Advanced Nodes: Parallel/Batch

Beyond the Basics: Supercharging Your Nodes

Sometimes a simple node just doesn’t cut it. Whether you need to fetch data from multiple APIs simultaneously or process a batch of items, the Node class has got your back. Let’s explore how to take your nodes from “meh” to “magnificent”!

Embracing Asynchrony: The Async Magic

Any of the core node methods - prepare, execute, or cleanup - can be async. Just slap on that async keyword and you’re good to go:

class AsyncFetchNode(Node):
    async def execute(self, prepared_result):
        # Look at me, I'm async!
        await asyncio.sleep(1)  # Simulating network delay
        return {"data": "Fetched asynchronously"}

The workflow engine knows how to handle these async methods and will await them properly.
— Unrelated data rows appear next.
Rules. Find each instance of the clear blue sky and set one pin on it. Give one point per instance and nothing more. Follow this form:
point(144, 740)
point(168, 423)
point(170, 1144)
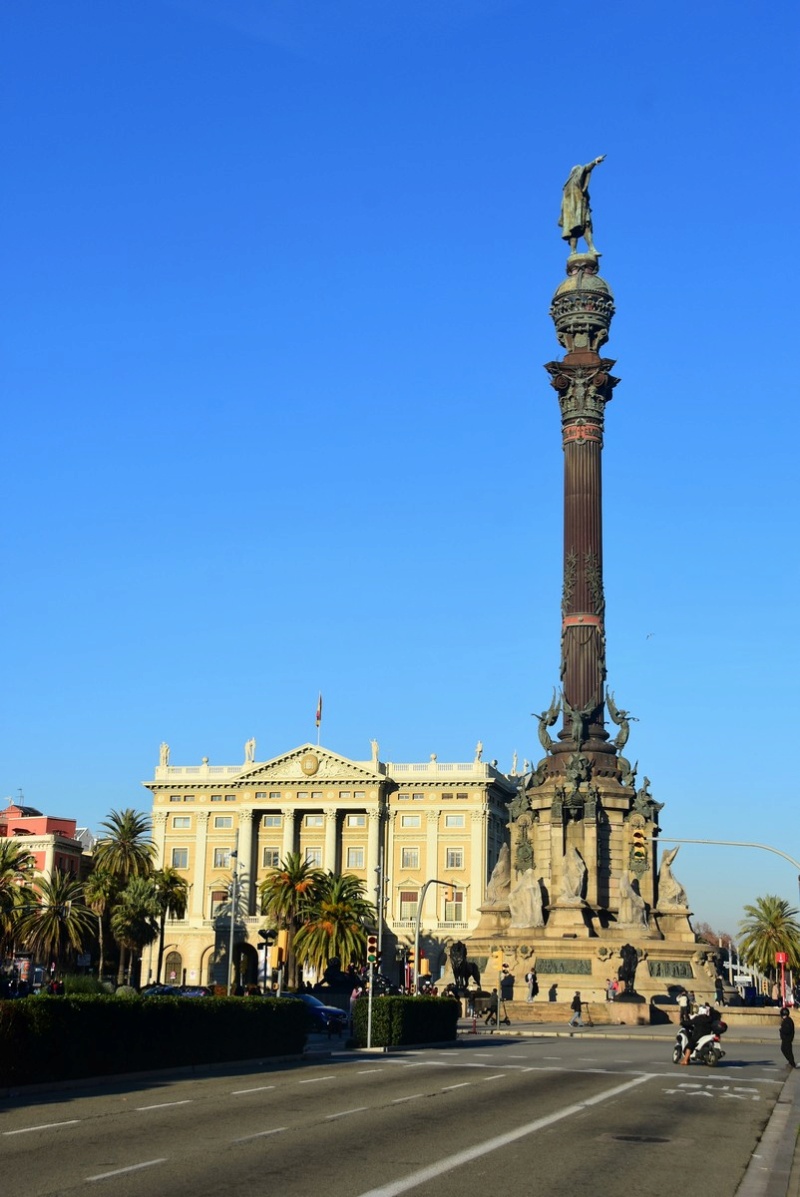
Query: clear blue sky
point(276, 293)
No need to worry about the plumbing!

Going Parallel: Multi-tasking Like a Pro

Want to run multiple operations at the same time? Extend the _execute_with_retry method:

class ParallelNode(Node):
    async def prepare(self, shared, request_input):
        # Return a list of items to process in parallel
        return [{"id": i} for i in range(5)]
        
    async def _execute_with_retry(self, items):
        # Process all items in parallel
        tasks = [self._process_item(item) for item in items]
        results = await asyncio.gather(*tasks, return_exceptions=True)
        
        # Check for exceptions
        for result in results:
            if isinstance(result, Exception):
                raise result
                
        return results
        
    async def execute(self, item):
        # Process a single item
        await asyncio.sleep(1)  # Simulate work
        return f"Processed item {item['id']}"
        
    def cleanup(self, shared, prepared_result, execution_result):
        # Initialize results list if it doesn't exist
        if "parallel_results" not in shared:
            shared["parallel_results"] = []
        
        # Append new results to existing list
        shared["parallel_results"].extend(execution_result)
        return execution_result

This node will process all items simultaneously, making your workflow zip along at warp speed!

Batch Processing: Same Task, Different Data

Don’t need the complexity of parallelism but want to process multiple items? Batch processing is your friend:

class BatchNode(Node):
    def prepare(self, shared, request_input):
        # Return batch of items to process
        return [f"item-{i}" for i in range(10)]
    
    async def _execute_with_retry(self, items):
        # Process each item in batch sequentially
        results = []
        for item in items:
            # Process each item with potential retries
            result = await super()._process_item(item)
            results.append(result)
        return results
        
    def execute(self, item):
        # Process a single item
        return f"Processed {item}"
        
    def cleanup(self, shared, prepared_result, execution_result):
        # Initialize results dictionary if needed
        if "batch_results" not in shared:
            shared["batch_results"] = []
            
        # Add latest batch results
        shared["batch_results"].extend(execution_result)
        return execution_result

Error Handling in Advanced Nodes

Currently, if any task in a parallel or batch node fails, the entire node fails. This “fail fast” approach keeps things simple and predictable.

class ParallelWithErrorNode(Node):
    async def prepare(self, shared, request_input):
        return [1, 2, 0, 4]  # That zero will cause trouble!
        
    async def execute(self, item):
        # This will fail for item == 0
        result = 10 / item
        return result
        
    def exec_fallback(self, prepared_result, exception):
        # This will run if execute fails
        return f"Failed to process items: {exception}"

If you need more sophisticated error handling (like continuing despite errors in some items), feel free to raise an issue on GitHub. We’re always looking to improve!

Remember: these advanced nodes follow the same lifecycle as basic nodes, just with superpowers. Mix and match these techniques to create workflows that handle real-world complexity with grace!